Source files: src/runner/types.ts, src/runner/adapters/, src/runner/models.ts, src/runner/execute.ts

The runner invokes LLM CLIs as child processes. Each LLM has a different CLI interface — Claude takes prompts as positional arguments (claude --print "prompt"), while Codex, Gemini, and OpenCode accept them via stdin. The adapter pattern abstracts these differences behind a common RunnerAdapter interface, so the execution loop doesn’t know or care which LLM it’s talking to. It just calls adapter.buildCommand(prompt, model) and gets back a uniform CommandSpec that the process spawner can execute.
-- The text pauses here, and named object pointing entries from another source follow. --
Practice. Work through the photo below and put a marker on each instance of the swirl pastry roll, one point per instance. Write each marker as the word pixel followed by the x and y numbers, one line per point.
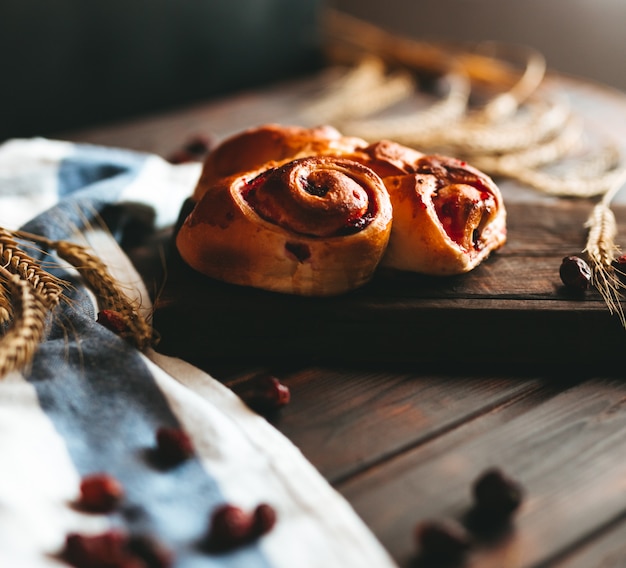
pixel 315 226
pixel 447 216
pixel 271 144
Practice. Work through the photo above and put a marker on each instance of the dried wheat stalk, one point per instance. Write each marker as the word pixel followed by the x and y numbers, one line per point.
pixel 29 313
pixel 106 289
pixel 602 250
pixel 16 261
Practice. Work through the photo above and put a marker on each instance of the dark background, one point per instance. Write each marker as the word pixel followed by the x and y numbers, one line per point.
pixel 71 63
pixel 67 64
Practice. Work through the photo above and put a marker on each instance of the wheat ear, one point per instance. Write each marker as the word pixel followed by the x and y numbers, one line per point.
pixel 602 250
pixel 29 311
pixel 106 289
pixel 18 262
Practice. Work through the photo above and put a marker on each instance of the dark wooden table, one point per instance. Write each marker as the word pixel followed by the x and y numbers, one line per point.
pixel 506 369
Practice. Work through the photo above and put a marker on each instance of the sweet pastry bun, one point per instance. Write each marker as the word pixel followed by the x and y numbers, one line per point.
pixel 447 216
pixel 314 226
pixel 269 145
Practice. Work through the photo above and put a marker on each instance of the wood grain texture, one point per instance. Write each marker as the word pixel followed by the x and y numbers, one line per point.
pixel 404 391
pixel 511 308
pixel 567 452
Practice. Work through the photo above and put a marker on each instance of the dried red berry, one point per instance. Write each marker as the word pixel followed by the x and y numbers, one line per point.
pixel 443 540
pixel 173 445
pixel 113 321
pixel 264 393
pixel 107 549
pixel 230 527
pixel 100 493
pixel 496 494
pixel 263 519
pixel 575 273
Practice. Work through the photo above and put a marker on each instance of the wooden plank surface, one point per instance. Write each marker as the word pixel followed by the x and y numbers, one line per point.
pixel 403 441
pixel 511 308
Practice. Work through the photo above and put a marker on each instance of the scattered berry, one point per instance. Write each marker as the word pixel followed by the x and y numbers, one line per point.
pixel 231 526
pixel 264 393
pixel 575 273
pixel 442 540
pixel 112 320
pixel 97 551
pixel 100 493
pixel 173 445
pixel 497 495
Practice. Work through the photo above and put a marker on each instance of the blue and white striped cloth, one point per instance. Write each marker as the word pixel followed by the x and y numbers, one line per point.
pixel 91 403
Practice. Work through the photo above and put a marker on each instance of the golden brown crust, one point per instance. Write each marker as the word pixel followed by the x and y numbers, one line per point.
pixel 240 234
pixel 269 145
pixel 447 217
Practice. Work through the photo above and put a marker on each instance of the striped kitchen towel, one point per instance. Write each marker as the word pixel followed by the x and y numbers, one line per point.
pixel 90 403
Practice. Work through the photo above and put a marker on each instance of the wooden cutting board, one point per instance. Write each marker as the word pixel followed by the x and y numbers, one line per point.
pixel 511 308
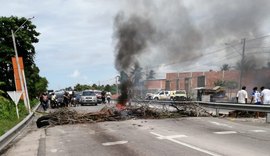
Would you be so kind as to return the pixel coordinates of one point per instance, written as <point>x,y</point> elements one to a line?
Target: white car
<point>162,95</point>
<point>88,97</point>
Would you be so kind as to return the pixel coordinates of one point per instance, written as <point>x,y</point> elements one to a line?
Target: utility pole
<point>20,72</point>
<point>242,62</point>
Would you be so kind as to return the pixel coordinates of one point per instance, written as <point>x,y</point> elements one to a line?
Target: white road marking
<point>220,124</point>
<point>226,132</point>
<point>114,143</point>
<point>185,144</point>
<point>257,130</point>
<point>54,150</point>
<point>171,137</point>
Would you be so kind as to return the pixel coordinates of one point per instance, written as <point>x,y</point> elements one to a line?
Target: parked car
<point>88,97</point>
<point>178,95</point>
<point>162,95</point>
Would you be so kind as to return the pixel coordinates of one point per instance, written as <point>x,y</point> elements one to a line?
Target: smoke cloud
<point>163,32</point>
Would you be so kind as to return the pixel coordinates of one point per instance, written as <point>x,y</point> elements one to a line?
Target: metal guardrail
<point>10,135</point>
<point>216,105</point>
<point>236,106</point>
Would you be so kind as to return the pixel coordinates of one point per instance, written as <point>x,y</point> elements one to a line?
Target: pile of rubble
<point>137,111</point>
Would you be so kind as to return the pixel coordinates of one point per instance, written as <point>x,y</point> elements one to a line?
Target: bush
<point>8,115</point>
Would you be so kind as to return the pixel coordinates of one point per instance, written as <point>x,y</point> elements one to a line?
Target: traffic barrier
<point>218,106</point>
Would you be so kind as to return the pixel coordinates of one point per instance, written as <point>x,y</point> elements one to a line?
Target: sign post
<point>15,96</point>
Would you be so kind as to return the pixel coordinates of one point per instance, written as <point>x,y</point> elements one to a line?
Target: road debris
<point>136,111</point>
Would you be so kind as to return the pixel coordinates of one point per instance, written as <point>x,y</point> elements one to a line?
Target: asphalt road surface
<point>198,136</point>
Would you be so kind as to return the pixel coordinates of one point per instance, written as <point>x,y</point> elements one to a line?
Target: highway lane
<point>181,136</point>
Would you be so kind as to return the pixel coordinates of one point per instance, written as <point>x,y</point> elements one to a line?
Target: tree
<point>41,85</point>
<point>225,67</point>
<point>25,37</point>
<point>150,75</point>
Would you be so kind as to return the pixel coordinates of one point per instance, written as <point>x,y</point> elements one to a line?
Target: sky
<point>77,43</point>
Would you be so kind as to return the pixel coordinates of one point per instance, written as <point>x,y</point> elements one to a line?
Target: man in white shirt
<point>265,95</point>
<point>242,95</point>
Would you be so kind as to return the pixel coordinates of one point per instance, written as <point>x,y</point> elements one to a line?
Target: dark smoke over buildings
<point>153,32</point>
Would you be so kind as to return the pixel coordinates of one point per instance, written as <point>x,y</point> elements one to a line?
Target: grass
<point>8,115</point>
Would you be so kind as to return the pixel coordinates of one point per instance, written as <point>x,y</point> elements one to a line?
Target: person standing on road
<point>265,96</point>
<point>256,96</point>
<point>108,96</point>
<point>242,95</point>
<point>44,101</point>
<point>66,99</point>
<point>103,96</point>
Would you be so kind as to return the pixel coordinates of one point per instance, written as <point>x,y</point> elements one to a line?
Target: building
<point>208,79</point>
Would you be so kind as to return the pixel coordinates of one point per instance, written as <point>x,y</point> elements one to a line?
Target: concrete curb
<point>10,135</point>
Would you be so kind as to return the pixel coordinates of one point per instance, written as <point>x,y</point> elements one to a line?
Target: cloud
<point>76,73</point>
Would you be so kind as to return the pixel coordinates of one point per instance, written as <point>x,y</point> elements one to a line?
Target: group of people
<point>106,95</point>
<point>262,97</point>
<point>258,97</point>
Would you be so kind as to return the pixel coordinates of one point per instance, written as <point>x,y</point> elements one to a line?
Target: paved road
<point>182,136</point>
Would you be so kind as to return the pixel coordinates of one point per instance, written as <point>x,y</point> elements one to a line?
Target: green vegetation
<point>26,36</point>
<point>8,116</point>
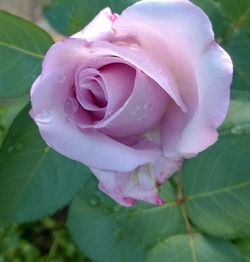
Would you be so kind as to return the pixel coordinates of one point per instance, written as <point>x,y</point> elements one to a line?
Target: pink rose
<point>132,95</point>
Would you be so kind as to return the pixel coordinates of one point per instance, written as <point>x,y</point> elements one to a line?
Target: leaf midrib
<point>21,50</point>
<point>219,191</point>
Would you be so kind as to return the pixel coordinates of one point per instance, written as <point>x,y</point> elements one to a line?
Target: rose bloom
<point>132,95</point>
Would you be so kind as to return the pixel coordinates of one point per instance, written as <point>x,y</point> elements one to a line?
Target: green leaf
<point>34,180</point>
<point>22,46</point>
<point>238,47</point>
<point>106,231</point>
<point>193,249</point>
<point>217,187</point>
<point>237,121</point>
<point>70,16</point>
<point>238,12</point>
<point>212,9</point>
<point>244,247</point>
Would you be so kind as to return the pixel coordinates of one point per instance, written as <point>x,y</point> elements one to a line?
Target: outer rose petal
<point>100,28</point>
<point>50,117</point>
<point>142,184</point>
<point>202,70</point>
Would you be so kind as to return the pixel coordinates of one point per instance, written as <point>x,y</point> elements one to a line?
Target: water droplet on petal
<point>10,149</point>
<point>117,233</point>
<point>71,106</point>
<point>236,130</point>
<point>241,129</point>
<point>19,146</point>
<point>158,201</point>
<point>107,210</point>
<point>44,117</point>
<point>62,80</point>
<point>148,106</point>
<point>142,118</point>
<point>117,208</point>
<point>94,201</point>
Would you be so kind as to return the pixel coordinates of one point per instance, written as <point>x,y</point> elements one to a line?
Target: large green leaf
<point>70,16</point>
<point>193,249</point>
<point>217,187</point>
<point>244,247</point>
<point>237,121</point>
<point>34,180</point>
<point>238,12</point>
<point>238,47</point>
<point>22,46</point>
<point>106,231</point>
<point>212,9</point>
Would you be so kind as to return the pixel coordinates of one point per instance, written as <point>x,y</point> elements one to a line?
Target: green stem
<point>181,202</point>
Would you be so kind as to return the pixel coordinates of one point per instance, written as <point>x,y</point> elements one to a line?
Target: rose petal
<point>90,148</point>
<point>202,70</point>
<point>143,109</point>
<point>141,184</point>
<point>100,28</point>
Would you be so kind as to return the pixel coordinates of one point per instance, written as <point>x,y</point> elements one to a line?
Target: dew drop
<point>44,117</point>
<point>136,110</point>
<point>148,106</point>
<point>10,149</point>
<point>236,130</point>
<point>242,129</point>
<point>62,80</point>
<point>19,146</point>
<point>117,233</point>
<point>71,106</point>
<point>94,201</point>
<point>142,118</point>
<point>117,208</point>
<point>107,210</point>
Tests run sequentially because LLM CLIs are rate-limited — parallel invocation would trigger throttling or errors. Each test goes through the full cycle (build prompt, spawn process, capture output, parse results) before the next one starts.

Describes how to invoke an LLM CLI:

interface CommandSpec {
command: string; // CLI binary name (e.g. "claude")
args: string[]; // Command-line arguments
stdin?: string; // Optional stdin input
}

Interface every adapter implements:

interface RunnerAdapter {
buildCommand(prompt: string, model?: string): CommandSpec;
parseRawOutput(raw: string): string;
}

Each supported LLM CLI has a dedicated adapter in src/runner/adapters/:

AdapterCLIPrompt deliveryparseRawOutput behaviour
claude.tsclaudePositional arg (--print <prompt>)Extracts .result or .text from JSON wrapper, falls back to raw
codex.tscodexstdinPass-through
gemini.tsgeministdinPass-through
opencode.tsopencodestdinPass-through

src/runner/adapters/index.ts maps runner names to adapter instances:

const adapterRegistry: Record<string, RunnerAdapter> = {
claude: claudeAdapter,
codex: codexAdapter,
gemini: geminiAdapter,
opencode: opencodeAdapter,
};
function resolveAdapter(runner: string): RunnerAdapter

Throws with a clear error listing supported runners if the name is unknown.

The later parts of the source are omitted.